Ray Kurzweil, Google expert in artificial intelligence, predicts that by 2029 robots will make jokes and flirt

Garry Kasparov versus Deep Blue in 1997. The computer won – as Ray Kurzweil predicted. Photograph: Stan Honda/AFP/Getty Images

Computers will be cleverer than humans by 2029, according to Ray Kurzweil, Google’s director of engineering.

The entrepreneur and futurologist has predicted that in 15 years’ time computers will be more intelligent than we are and will be able to understand what we say, learn from experience, make jokes, tell stories and even flirt.

Kurzweil, 66, who is considered by some to be the world’s leading artificial intelligence (AI) visionary, is recognised by technologists for popularising the idea of “the singularity” – the moment in the future when men and machines will supposedly converge. Google hired him at the end of 2012 to work on the company’s next breakthrough: an artificially intelligent search engine that knows us better than we know ourselves.

In an interview in today’s ObserverNew Review, Kurzweil says that the company hasn’t given him a particular set of instructions, apart from helping to bring natural language understanding to Google.

“My project is ultimately to base search on really understanding what the language means,” he said. “When you write an article, you’re not creating an interesting collection of words.

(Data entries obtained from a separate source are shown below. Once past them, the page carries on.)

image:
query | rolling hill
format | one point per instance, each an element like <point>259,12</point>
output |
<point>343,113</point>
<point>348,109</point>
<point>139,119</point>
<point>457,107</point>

You have something to say and Google is devoted to intelligently organising and processing the world’s information.

“The message in your article is information, and the computers are not picking up on that. So we would want them to read everything on the web and every page of every book, then be able to engage in intelligent dialogue with the user to be able to answer their questions.”

Kurzweil’s prediction comes hot on the tail of revelations that Google is in the throes of assembling the greatest artificial intelligence laboratory on Earth. The company has bought several machine-learning and robotics companies, including Boston Dynamics, the firm that produces lifelike military robots, for an undisclosed sum; and the smart thermostat maker, Nest Labs, for $3.2bn (£1.9bn).

This month it bought the cutting-edge British artificial intelligence startup DeepMind for £242m and hired Geoffrey Hinton, a British computer scientist and the world’s leading expert on neural networks.

Kurzweil is known for inventing devices that have changed the world – the first flatbed scanner, the first computer program that could recognise a typeface, and the first text-to-speech synthesiser. In 1990 he predicted that a computer would defeat a world chess champion by 1998 (in 1997, IBM’s Deep Blue defeated Garry Kasparov), and he predicted the future prominence of the world wide web at a time when it was only an obscure system that was used by a few academics.